A.P. Pharma received a complete response letter from the FDA regarding its NDA for APF530 in the prevention of both acute and delayed onset chemotherapy-induced nausea and vomiting (CINV). FDA asked for re-evaluation of certain clinical data and that the firm perform additional nonclinical studies, resolve dosing problems, and fine-tune production. Based on the anticipated time needed to prepare a resubmission, the company does not anticipate the commercial launch of the drug in 2010.

APF530 contains the 5-HT3 antagonist granisetron formulated in the company’s Biochronomer™ drug delivery system, which reportedly allows therapeutic drug levels to be maintained for five days with a single subcutaneous injection. Injections and oral tablets containing granisetron are approved for the prevention of acute onset CINV but not for delayed onset CINV.

FDA did not request additional clinical efficacy studies but did ask that select existing Phase III trial data be re-presented and re-analyzed. It also requested that the company perform two studies relating to bioavailability and metabolism. Additionally, the agency did not accept A.P. Pharma’s request to waive the requirement for a thorough QT study.

FDA also expressed concerns relating to A.P. Pharma’s two-syringe administration system, including potential issues with the transfer of material from one syringe to the other syringe prior to patient administration, certain components used in the dosing system, and the potential risk of improper administration of the drug product.
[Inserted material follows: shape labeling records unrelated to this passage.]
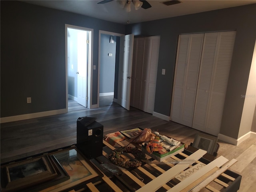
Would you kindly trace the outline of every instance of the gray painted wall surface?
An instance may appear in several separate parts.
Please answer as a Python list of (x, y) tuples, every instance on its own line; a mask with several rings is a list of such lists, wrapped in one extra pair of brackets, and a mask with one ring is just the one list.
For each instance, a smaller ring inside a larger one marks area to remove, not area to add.
[(99, 30), (124, 34), (126, 26), (19, 1), (0, 3), (1, 117), (65, 108), (65, 24), (94, 29), (96, 104)]
[(255, 106), (254, 113), (253, 115), (253, 119), (252, 120), (252, 129), (251, 131), (253, 132), (256, 132), (256, 106)]
[[(109, 42), (110, 36), (113, 37), (114, 43)], [(114, 92), (116, 44), (115, 36), (101, 35), (100, 93)], [(112, 56), (108, 56), (109, 53)]]
[[(237, 138), (256, 38), (256, 4), (128, 26), (126, 34), (160, 35), (154, 111), (170, 116), (179, 34), (237, 31), (220, 133)], [(166, 69), (166, 75), (161, 74)], [(242, 135), (248, 130), (241, 132)]]

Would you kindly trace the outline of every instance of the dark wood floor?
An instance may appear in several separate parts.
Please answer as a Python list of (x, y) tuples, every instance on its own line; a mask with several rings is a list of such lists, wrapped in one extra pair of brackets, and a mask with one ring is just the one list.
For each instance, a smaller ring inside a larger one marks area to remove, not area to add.
[[(113, 102), (97, 109), (1, 124), (1, 163), (76, 143), (76, 120), (85, 116), (96, 117), (104, 126), (104, 134), (140, 126), (189, 144), (198, 132), (132, 107), (127, 111)], [(218, 142), (218, 156), (238, 160), (230, 169), (242, 175), (239, 192), (256, 191), (256, 139), (250, 138), (238, 146)]]

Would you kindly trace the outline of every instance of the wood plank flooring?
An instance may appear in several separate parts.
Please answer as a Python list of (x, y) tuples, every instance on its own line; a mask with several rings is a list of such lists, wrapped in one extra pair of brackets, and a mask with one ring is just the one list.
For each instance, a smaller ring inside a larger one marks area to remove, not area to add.
[[(1, 163), (76, 143), (76, 120), (86, 116), (96, 117), (104, 126), (104, 134), (140, 126), (189, 145), (199, 132), (132, 107), (127, 111), (113, 102), (97, 109), (72, 110), (65, 114), (1, 124)], [(250, 138), (238, 146), (218, 142), (218, 156), (238, 160), (230, 169), (242, 175), (239, 192), (256, 191), (256, 139)]]

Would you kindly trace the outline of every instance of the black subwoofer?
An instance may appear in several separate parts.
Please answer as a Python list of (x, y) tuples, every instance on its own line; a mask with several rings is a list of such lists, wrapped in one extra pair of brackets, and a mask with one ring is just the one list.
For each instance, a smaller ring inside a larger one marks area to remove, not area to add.
[(95, 119), (80, 117), (76, 122), (76, 146), (89, 159), (102, 155), (103, 126)]

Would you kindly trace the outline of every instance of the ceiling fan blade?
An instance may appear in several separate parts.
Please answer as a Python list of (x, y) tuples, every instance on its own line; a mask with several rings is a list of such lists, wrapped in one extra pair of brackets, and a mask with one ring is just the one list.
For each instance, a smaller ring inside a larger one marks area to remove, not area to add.
[(141, 6), (142, 8), (145, 9), (147, 9), (148, 8), (150, 8), (152, 6), (147, 1), (140, 0), (140, 1), (141, 1), (143, 3), (143, 4), (142, 4), (142, 6)]
[(97, 4), (104, 4), (104, 3), (108, 3), (108, 2), (110, 2), (110, 1), (113, 1), (114, 0), (105, 0), (104, 1), (102, 1), (100, 2), (99, 2), (97, 3)]

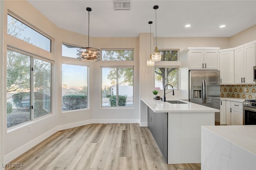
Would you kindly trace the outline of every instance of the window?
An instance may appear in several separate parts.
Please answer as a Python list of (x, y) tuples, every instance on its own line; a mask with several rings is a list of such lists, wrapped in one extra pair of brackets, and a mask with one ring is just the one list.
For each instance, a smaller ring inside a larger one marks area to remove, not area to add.
[[(178, 89), (178, 68), (155, 67), (155, 89), (163, 90), (167, 84)], [(166, 89), (171, 89), (168, 86)]]
[(161, 61), (177, 61), (178, 51), (158, 51), (162, 55)]
[(70, 45), (62, 44), (62, 56), (71, 58), (77, 58), (76, 53), (78, 47), (71, 45)]
[(62, 110), (87, 108), (88, 67), (62, 65)]
[(51, 40), (9, 14), (7, 22), (8, 34), (51, 52)]
[(102, 67), (101, 69), (102, 106), (133, 106), (133, 67)]
[(133, 60), (133, 50), (102, 50), (102, 61)]
[(7, 128), (51, 113), (52, 63), (7, 50)]

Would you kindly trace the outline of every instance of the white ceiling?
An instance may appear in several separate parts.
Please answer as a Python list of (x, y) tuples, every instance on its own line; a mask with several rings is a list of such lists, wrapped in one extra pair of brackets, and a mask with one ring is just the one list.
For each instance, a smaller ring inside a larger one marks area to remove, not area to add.
[[(130, 10), (114, 10), (113, 0), (28, 0), (58, 27), (98, 37), (230, 37), (256, 25), (256, 0), (131, 0)], [(185, 25), (191, 24), (190, 28)], [(221, 24), (226, 26), (220, 28)]]

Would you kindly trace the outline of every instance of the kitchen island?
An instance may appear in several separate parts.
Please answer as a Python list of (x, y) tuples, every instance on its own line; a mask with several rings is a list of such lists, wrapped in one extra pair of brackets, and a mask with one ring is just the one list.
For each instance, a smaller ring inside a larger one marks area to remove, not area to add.
[(201, 170), (256, 170), (256, 125), (202, 127)]
[(201, 126), (214, 125), (219, 110), (180, 100), (175, 100), (185, 103), (141, 100), (148, 107), (148, 126), (167, 163), (200, 163)]

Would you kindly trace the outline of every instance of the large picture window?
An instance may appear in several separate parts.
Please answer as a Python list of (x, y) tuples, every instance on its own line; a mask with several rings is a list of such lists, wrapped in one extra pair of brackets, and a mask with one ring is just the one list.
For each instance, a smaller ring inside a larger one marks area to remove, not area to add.
[(102, 106), (133, 106), (133, 67), (102, 67), (101, 70)]
[[(163, 90), (167, 84), (170, 84), (174, 89), (178, 87), (178, 68), (155, 67), (155, 89)], [(166, 89), (171, 89), (168, 86)]]
[(88, 67), (62, 64), (62, 110), (87, 108)]
[(162, 58), (161, 61), (177, 61), (178, 51), (177, 50), (159, 50), (161, 53)]
[(7, 128), (51, 112), (52, 63), (7, 50)]
[(102, 50), (101, 51), (102, 61), (133, 60), (133, 50)]
[(8, 14), (7, 34), (51, 52), (51, 40)]

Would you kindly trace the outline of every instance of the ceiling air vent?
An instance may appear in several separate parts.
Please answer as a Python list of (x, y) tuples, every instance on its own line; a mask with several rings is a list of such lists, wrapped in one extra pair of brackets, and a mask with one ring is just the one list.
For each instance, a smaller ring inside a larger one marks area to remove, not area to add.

Finally, with regard to the chemistry, manufacturing, and control of the product, FDA identified certain deficiencies after inspecting A.P. Pharma and several of its contract manufacturing facilities. The firm must resolve these deficiencies for approval. The agency also requested clarification and revision of certain analytical specifications proposed in the NDA.

A.P. Pharma says that, upon FDA’s request, it had previously demonstrated that terminal gamma irradiation is a feasible approach to enhance the assurance of sterility, and the agency now requests that the firm change to terminal sterilization prior to approval.